Ironically, the publicly accessible documents and alleged "proof" to which Nowak refers consist of the very exchange of memoranda on interrogation techniques that culminated with Donald Rumsfeld's refusal to authorize waterboarding. Rumsfeld likewise refused to authorize even the mere threat of physical violence. Other, obviously less severe, techniques were approved and were applied, notably, in the extended interrogation of al-Qaeda detainee Mohammed al-Qahtani.
But that these less severe techniques do not rise to the level of torture, in the ordinary sense of the term, is unwittingly made clear by the very excerpts from the leaked record of the al-Qahtani interrogations that the ZDF report dramatically flashes across the screen: "18 December 2002, 1415: Detainee's head and beard were shaved with electric clippers. Detainee started to struggle when the beard was touched but quickly became compliant"; "20 December 2002, 1115: Began teaching the detainee lessons such as stay, come, and bark to elevate his social status up to that of a dog. Detainee became very agitated." The interrogators' treatment of al-Qahtani is obviously humiliating and sometimes just asinine. But ZDF's ominous presentation of an unwanted shave as "torture" would be outright comical, were it not for the fact that through this sort of conceptual distortion "experts" like Manfred Nowak are threatening to render international protections against torture completely arbitrary. (On the al-Qahtani case and a similar German case, which the European Court of Human Rights recently ruled did not constitute torture, see my article "'Torture' in the Dock" in Policy Review.)

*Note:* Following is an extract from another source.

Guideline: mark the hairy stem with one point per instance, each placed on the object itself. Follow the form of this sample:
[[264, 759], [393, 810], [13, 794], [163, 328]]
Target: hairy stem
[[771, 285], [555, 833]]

The one-sided and inflammatory character of the Frontal21 segment is, incidentally, typical for ZDF's reporting on the American "war on terror." For an earlier example, involving the former Guantánamo detainee Murat Kurnaz, see here. In September 2007, on the sixth anniversary of 9/11, ZDF distinguished itself by airing a 45-minute documentary that gave a sympathetic hearing to a motley collection of "conspiracy theorists" and their contention that the American government was somehow responsible for the attacks. (See my report here.)
As for Nowak, as discussed in my 2006 essay "The Road to Condemning Guantánamo," he has himself identified his compatriot and teacher, the late Austrian jurist Felix Ermacora, as the "inspiration" for his torture charges against the United States. Ermacora was a leading member of post-World War II revisionist circles in Austria and Germany. His work is marked by obvious resentment toward the victorious Allied powers and even by a certain admiration for the Third Reich. (In a 1986 essay, for instance, Ermacora praised what he called "a constructive policy of the German Reich" in German-occupied Czechoslovakia.) Several of Ermacora's closest intellectual collaborators were former Nazis. These were jurists who had participated in the elaboration of Nazi legal theory and whose core ideas remained unchanged.
They included, for instance, Theodor Veiter, an essay by whom is included in a 1988 Festschrift for Felix Ermacora co-edited by Manfred Nowak. Veiter's 1938 monograph on "National Autonomy" [Nationale Autonomie] provides a theoretical defense of the infamous Nuremberg Laws as a means for "protecting" the German nation from "the corrupting influence of the Jewish intellect" (p. 209). Ermacora himself contributed an article to a 1981 Veiter-edited Festschrift for their colleague Franz Hieronymus Riedl. Riedl was a convicted Nazi war criminal.